AI Startup Rocket Delivers McKinsey-Style Reports for Less

▼ Summary
– Indian startup Rocket has launched a platform that uses AI to generate consulting-style product strategy documents, focusing on what to build before coding.
– The Rocket 1.0 platform creates detailed reports covering pricing and go-to-market plans, synthesizing data from over 1,000 sources including ad libraries and web crawlers.
– The company argues that while AI has made code generation a commodity, the strategic decision of what to build remains a critical, unmet need.
– Subscription plans range from $25 to $350 monthly, with higher tiers positioned as a lower-cost alternative to traditional strategy consulting.
– Rocket raised a $15 million seed round, has grown to over 1.5 million users, and reports strong gross margins with a significant portion of its customers being SMEs.
While AI tools have made generating code faster and cheaper, a critical question remains for many founders: what should they actually build? An Indian startup is tackling this strategic gap with a platform designed to produce detailed, consulting-style product strategy reports, positioning itself as a more accessible alternative to traditional high-priced firms.
Based in Surat, Rocket recently launched its Rocket 1.0 platform. It integrates market research, product development frameworks, and competitive intelligence into a single workflow. The system generates comprehensive documents that cover essential business considerations like pricing strategy, unit economics, and go-to-market recommendations.

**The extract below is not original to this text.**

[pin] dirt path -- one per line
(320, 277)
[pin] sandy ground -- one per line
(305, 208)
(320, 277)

The company’s premise is that the real bottleneck has shifted. “Everyone can generate code now, it has become a commodity. But deciding what to build is the challenge everyone is facing,” explained Rocket’s co-founder and CEO, Vishal Virani. He emphasized the distinction between simply writing software and operating a viable business.
In practice, users input simple text prompts, and the platform outputs polished product requirement documents in PDF format. These outputs resemble the structured reports from management consultancies rather than the feature-focused suggestions from typical coding assistants. The platform’s analysis synthesizes data from over a thousand sources, including Meta’s ad library, the Similarweb API, and proprietary web crawlers, to track competitor website changes and traffic trends.
A key consideration for potential users is validation. The analysis provided is a synthesis of existing public data and known patterns, meaning the insights may not be based on independently verifiable primary research. Users are advised to critically assess the outputs before making significant business decisions. For complex issues, Rocket offers the option for human support.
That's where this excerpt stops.